Aan het einde van zijn leven schreef de gevierde operacomponist Gioachino Rossini (1792-1868) zijn Petite Messe Solenelle. Een oudedagszonde, zo noemde hij het zelf.

En één van de weinige werken die hij niet voor de grote bühne componeerde. Integendeel, de salonmis valt op door haar intieme en bijzondere bezetting.

Ze verenigt Rossini’s gevoel voor humor en dramatiek, religieuze elementen en vooruitstrevende harmonieën in een anderhalf uur durend meesterwerk.

Op het einde van de partituur van zijn Petite messe solennelle schrijft Rossini de volgende opdracht: ‘Bon Dieu, la voilà terminée, cette pauvre petite messe. Est-ce bien de la Musique Sacrée, que je viens de faire ou de la Sacrée Musique? J’étais né pour l’Opera buffa, tu le sais bien! Peu de science, un peu de coeur, tout est là. Sois donc Béni, et accorde-moi le Paradis’.

Wie deze ironische woorden van Rossini overweegt en de Petite messe solennelle aandachtig beluistert, kan niet anders dan tot de conclusie komen dat de oude meester uit Pesaro een schalkse neus zet naar al zijn - vooral jongere - tijdgenoten muzikanten en componisten, en dat hij aan iedereen wil bewijzen dat hij de beste is, de grootste onder de levende componisten, en dat zijn faam van weleer zeker niet alleen maar op fabeltjes berust.

De Petite messe solennelle - religieus of niet, het doet er niet toe - is inderdaad een meesterwerk van zeldzaam niveau.

De partituur is rijkelijk voorzien van opmerkingen - op dit gebied lijkt Rossini wel een voorloper van Satie!

Boven het prachtige Kyrie, dat gebouwd is op een steeds terugkerend basmotief, schrijft hij: ‘Dès le début, on sent la griffe du lion.’

Voor het Gloria: ‘Il n’y a pas de mots dans la langue pour donner une idée de la foudroyante majesté de l’attaque du Gloria’.

Het Cum sancto Spiritu, duidelijk beïnvloed door Bach (voor wie Rossini een grote bewondering had), krijgt volgende opmerking mee: ‘Une fugue, mais quelle fugue, grand Dieu! Depuis qu’il y a sur la terre des fuguistes, on n’en vit jamais de pareille’.

Leuk zijn ook de tempoaanduidingen van het Credo, o.a. ‘Allegro Cristiano’, en de constatatie bij de Prélude Religieux pendant l’Offertoire: ‘C’est de l’art allemand poli par un italien’.

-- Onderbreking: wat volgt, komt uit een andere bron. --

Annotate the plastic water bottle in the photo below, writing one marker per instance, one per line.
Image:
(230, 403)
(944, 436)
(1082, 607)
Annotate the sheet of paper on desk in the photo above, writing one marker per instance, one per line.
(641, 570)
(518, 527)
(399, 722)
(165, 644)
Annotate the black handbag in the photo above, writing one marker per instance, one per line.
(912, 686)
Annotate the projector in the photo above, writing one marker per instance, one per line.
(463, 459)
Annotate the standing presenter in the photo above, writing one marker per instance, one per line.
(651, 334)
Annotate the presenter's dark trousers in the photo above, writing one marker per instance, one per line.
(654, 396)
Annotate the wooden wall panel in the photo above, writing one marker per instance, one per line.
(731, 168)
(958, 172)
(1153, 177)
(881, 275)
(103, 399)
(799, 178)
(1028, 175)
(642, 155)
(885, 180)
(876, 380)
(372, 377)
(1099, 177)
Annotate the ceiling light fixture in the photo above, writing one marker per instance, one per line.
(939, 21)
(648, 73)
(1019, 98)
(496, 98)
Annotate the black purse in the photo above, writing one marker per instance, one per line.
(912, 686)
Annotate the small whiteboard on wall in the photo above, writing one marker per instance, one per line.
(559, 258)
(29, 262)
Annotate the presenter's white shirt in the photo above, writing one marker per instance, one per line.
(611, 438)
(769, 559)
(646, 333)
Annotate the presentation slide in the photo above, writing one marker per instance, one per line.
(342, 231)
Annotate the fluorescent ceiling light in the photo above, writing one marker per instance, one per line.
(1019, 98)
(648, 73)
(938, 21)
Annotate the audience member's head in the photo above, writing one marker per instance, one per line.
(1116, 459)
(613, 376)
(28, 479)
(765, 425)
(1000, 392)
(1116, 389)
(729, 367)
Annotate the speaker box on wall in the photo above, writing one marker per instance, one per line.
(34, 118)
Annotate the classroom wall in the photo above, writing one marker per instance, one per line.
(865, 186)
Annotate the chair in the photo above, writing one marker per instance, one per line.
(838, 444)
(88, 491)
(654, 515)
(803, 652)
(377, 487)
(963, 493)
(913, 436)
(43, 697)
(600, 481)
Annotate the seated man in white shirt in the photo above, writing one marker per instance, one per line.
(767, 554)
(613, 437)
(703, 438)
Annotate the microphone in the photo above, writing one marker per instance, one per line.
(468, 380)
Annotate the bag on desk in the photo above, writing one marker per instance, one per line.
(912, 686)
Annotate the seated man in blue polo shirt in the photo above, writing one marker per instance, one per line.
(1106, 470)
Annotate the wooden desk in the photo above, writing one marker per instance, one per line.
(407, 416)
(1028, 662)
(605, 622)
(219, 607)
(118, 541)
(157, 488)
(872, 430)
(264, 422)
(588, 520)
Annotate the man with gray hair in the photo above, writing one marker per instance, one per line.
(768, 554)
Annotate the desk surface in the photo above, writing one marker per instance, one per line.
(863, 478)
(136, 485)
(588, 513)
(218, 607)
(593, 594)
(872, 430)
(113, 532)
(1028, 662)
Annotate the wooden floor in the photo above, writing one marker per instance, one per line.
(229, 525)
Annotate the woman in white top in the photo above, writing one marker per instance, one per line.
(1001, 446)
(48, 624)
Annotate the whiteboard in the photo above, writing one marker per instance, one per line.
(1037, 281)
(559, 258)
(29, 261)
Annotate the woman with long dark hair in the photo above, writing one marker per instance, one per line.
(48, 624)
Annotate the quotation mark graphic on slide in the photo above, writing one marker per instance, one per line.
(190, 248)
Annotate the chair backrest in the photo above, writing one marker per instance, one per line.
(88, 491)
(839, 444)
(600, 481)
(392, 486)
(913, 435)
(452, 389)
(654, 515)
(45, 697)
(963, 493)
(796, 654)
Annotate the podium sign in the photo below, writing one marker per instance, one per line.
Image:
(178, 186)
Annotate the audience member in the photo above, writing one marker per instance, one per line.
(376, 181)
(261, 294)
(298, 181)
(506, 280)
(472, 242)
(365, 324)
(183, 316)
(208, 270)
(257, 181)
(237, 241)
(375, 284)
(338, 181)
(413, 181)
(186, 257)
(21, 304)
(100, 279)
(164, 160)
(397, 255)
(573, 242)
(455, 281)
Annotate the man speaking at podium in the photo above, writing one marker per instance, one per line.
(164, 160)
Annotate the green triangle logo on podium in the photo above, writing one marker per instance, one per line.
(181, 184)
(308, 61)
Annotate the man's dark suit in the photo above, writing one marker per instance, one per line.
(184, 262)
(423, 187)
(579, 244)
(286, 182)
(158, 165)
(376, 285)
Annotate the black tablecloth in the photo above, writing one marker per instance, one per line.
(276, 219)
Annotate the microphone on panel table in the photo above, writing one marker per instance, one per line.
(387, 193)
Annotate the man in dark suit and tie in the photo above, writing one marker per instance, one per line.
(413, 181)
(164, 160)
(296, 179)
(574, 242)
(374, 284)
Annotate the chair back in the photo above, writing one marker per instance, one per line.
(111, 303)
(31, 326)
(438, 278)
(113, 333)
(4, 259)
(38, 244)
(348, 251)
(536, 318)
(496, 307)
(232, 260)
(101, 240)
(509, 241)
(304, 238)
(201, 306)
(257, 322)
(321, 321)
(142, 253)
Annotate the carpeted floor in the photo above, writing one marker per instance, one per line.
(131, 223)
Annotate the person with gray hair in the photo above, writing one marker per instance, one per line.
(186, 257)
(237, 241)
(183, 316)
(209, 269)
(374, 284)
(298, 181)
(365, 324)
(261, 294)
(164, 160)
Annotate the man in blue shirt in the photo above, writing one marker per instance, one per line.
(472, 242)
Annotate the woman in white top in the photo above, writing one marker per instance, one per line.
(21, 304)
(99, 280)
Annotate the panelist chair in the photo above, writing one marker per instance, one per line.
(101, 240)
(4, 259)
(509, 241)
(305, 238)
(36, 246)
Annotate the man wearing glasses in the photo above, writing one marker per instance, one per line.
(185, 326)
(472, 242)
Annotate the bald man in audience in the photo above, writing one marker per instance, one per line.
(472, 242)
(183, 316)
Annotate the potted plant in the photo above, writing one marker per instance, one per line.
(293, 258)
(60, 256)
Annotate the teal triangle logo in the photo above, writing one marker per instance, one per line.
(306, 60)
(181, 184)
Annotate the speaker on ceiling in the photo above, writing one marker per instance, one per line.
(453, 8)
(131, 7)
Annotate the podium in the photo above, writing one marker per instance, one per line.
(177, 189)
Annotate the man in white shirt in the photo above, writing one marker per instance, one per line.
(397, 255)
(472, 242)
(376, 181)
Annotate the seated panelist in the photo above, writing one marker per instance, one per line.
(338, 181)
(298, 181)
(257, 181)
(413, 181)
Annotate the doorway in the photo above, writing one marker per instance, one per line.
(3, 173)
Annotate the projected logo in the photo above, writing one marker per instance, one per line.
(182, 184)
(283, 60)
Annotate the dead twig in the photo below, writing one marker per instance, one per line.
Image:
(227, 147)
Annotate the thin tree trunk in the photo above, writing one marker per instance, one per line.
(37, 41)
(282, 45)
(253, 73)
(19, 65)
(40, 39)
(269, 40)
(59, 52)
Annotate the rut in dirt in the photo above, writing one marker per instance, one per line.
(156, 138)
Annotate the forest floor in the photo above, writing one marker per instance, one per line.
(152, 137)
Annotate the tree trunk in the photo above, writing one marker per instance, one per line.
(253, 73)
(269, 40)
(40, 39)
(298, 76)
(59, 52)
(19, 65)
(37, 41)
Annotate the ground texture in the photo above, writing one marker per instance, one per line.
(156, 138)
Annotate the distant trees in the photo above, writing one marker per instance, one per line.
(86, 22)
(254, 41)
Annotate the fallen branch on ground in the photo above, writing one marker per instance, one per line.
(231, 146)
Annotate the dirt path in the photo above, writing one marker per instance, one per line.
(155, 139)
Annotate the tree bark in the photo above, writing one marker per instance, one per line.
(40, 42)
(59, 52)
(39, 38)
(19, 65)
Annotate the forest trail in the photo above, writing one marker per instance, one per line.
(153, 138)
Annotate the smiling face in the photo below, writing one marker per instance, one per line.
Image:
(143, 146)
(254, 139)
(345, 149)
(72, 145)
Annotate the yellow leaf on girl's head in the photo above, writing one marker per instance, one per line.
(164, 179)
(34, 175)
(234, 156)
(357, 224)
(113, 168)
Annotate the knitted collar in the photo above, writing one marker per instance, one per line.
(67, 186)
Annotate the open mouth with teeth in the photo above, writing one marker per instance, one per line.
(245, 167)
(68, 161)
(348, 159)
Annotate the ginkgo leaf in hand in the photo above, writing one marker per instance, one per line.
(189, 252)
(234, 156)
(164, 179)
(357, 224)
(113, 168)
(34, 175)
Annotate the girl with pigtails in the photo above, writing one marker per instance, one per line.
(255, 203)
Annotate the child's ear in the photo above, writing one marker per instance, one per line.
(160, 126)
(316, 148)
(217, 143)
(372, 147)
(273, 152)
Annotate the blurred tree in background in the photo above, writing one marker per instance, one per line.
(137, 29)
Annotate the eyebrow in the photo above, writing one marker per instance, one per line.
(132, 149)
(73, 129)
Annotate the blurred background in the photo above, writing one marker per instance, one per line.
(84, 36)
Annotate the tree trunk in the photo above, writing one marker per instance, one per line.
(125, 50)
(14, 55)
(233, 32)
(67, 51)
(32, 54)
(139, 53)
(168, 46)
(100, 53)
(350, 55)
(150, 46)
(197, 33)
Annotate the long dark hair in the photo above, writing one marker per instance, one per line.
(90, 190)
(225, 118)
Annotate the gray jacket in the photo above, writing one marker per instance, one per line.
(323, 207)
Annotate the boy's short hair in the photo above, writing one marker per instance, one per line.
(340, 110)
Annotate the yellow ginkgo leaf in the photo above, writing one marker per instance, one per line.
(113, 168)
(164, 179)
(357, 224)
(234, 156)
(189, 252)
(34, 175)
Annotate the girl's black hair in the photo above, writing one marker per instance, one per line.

Rossini orkestreerde de Petite messe solennelle in 1867, maar prefereerde de oorspronkelijke, intiemere versie. De twaalf zangers symboliseren de twaalf apostelen en het is niet zonder ironie dat Rossini in de inleiding schrijft: ‘Seigneur, rassure-toi; j’affirme qu’il n’y aura pas de Judas à mon déjeuner et que les miens chanteront juste et ‘con amore’ les louanges et cette petite composition qui est, hélas, le dernier péché de ma vieillesse’.